So often we hear of tragic non-accidental deaths of the rich and famous. Celebrities, and sometimes people we know personally, who have taken an overdose of their anti-depressants or anxiety medication, chased by liberal amounts of feel-good alcoholic drinks. Ativan and vodka anyone? Many of these eventual fatalities are preceded by years of therapy and prescriptions, seemingly to no good end.
Then there are those possibly more tragic situations where people spend years in therapy (or years without) living in emotionally painful and anxious states, unable or unwilling to seek help.
Therapy for the mind
Is it possible that more can be done? Both of those situations can be treated. The personal situation of depressed and anxiety-ridden people is the result of so many different causes, physical, situational, psychological and chemical. Ultimately though, the comprehension of one’s personal situation is experienced in the brain and an inward cognizance of your situation. We may not be able to control what happens to us, but to some extent, we can control how we react to it.
This is a bit of an oversimplification, as severely depressed people have chemical imbalances that may preclude the feeling of empowered choice and influence over their reactions, but that’s a small percentage of the people who actually are in therapy or undergoing some form of cognitive psychoanalysis. Many people are just prescribed drugs.
There are, however, options that require no drugs. There are alternatives that can supplement cognitive interventions. Therapy may include retraining of psychological behavior and increasingly, mental health professionals are looking to other ways to supplement traditional therapy and psychiatric drugs.
Music therapy is a fairly new field which is gaining ground as a supplement to pharmaceutical and psychiatric interventions. Both listening to music and playing instruments in either a group or solo situation has shown promising results in manipulating mood. Listening to music that is relaxing and mood elevating can have a significant psychologically uplifting effect on one’s state of mind. Music can make you feel better.
“It has been reported that music may have physiological effects on blood pressure, cardiac heartbeat, respiration, and improve mood state in people affected by anxiety, depression and other psychiatric disorders”. (Angelucci, Ricci et al, 2007.)
Intuitively and experientially, we know that music can improve our mood and can transform our feelings. Using music as a therapeutic intervention during stressful situations has been used and proven to be effective.
“Using music therapy during labor decreased postpartum anxiety and pain, increased the satisfaction with childbirth and reduced early postpartum depression rate. Music therapy can be clinically recommended as an alternative, safe, easy and enjoyable non-pharmacological method for postpartum well-being.” (Simavli, Kaygusuz, et al, 2014.)
Dopamine, oxytoxin, seratonin and endorphins can be regulated through diet, sleep, sunshine, positive relationships and exercise. Another factor to consider is that this elevation or transformation of mood is achieved by influencing the very “source” of the feelings themselves, brainwaves. Regulating the happiness brainwaves and triggering the release of the neuro-chemicals essential for maintaining a good mood and positive outlook is in effect tackling the problem at its foundation.
Having too few beta and gamma waves produced in the brain results in depression.

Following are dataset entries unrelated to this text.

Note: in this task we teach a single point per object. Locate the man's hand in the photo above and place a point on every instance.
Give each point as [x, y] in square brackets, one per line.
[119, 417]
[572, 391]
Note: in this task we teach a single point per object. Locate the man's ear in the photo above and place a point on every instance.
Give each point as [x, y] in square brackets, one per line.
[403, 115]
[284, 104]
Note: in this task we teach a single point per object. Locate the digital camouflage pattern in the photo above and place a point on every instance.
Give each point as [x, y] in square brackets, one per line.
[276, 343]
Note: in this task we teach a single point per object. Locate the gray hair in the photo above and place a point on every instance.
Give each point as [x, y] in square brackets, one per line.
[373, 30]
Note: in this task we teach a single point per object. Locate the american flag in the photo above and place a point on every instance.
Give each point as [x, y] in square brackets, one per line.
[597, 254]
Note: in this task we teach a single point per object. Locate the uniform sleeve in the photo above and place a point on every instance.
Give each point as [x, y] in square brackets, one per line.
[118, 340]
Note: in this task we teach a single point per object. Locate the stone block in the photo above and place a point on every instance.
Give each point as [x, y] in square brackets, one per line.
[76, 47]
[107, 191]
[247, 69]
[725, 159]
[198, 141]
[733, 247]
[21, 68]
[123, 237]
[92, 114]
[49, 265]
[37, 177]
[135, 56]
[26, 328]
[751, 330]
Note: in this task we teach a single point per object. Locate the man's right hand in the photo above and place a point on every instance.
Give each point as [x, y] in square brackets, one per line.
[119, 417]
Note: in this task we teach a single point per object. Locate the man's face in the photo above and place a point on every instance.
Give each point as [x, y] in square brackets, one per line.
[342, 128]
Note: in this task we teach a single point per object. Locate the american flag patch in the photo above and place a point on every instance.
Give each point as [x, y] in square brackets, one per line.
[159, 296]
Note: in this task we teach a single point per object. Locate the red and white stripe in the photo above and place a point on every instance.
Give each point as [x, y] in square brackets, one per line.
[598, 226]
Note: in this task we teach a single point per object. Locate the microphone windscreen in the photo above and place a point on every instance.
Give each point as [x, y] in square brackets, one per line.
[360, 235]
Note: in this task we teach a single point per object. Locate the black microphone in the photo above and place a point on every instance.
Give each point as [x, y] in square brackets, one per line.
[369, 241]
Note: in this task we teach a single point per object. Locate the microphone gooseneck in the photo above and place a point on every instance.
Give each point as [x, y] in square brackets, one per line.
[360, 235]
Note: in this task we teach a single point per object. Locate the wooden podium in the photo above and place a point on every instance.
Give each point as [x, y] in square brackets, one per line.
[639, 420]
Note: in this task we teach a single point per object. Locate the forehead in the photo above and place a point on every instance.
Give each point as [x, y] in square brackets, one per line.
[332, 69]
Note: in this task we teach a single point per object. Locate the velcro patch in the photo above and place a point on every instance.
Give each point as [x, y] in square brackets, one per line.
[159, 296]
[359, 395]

Binaural programs such as the Synctuition audio tracks can regulate these waves as well as manipulating the release of dopamine, serotonin and endorphins – some of the essential neurotransmitters involved in mood regulation and elevation – our happiness hormones.

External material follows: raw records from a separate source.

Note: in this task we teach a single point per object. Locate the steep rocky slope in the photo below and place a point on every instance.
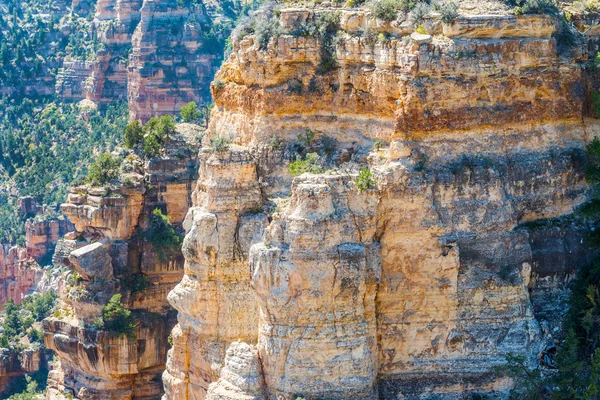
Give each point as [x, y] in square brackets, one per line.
[20, 266]
[159, 55]
[109, 253]
[418, 285]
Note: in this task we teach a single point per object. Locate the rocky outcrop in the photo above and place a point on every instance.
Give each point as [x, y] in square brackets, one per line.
[157, 55]
[415, 284]
[111, 253]
[42, 234]
[18, 273]
[15, 363]
[215, 300]
[171, 62]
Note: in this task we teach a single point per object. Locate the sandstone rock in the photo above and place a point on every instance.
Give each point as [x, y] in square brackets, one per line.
[241, 377]
[420, 38]
[112, 253]
[92, 262]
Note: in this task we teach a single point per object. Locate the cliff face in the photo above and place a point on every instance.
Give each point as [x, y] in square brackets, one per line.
[155, 54]
[418, 285]
[111, 254]
[170, 64]
[20, 267]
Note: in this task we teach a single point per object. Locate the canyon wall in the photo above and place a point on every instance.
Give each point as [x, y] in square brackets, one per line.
[417, 283]
[109, 252]
[157, 55]
[20, 270]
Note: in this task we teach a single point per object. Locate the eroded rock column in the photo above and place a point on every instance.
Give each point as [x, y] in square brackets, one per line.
[315, 276]
[215, 300]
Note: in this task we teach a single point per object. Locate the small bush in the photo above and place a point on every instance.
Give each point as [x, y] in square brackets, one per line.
[160, 127]
[218, 84]
[103, 170]
[116, 318]
[219, 144]
[162, 235]
[135, 282]
[306, 138]
[151, 147]
[366, 180]
[276, 143]
[309, 165]
[190, 112]
[448, 12]
[35, 336]
[134, 134]
[386, 10]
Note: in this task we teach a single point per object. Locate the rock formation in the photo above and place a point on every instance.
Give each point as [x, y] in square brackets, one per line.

The Synctuition programs also encourage devoting time to listen to the audio. This personal time, in an undisturbed and stress-free environment, alone will go some way in placing you in the optimal frame of mind to benefit from the audio.
The optimal regulation of these brainwaves, along with simple lifestyle modifications like adequate sleep and exercise, can eventually reset your mental state and is more effective than therapy sessions alone.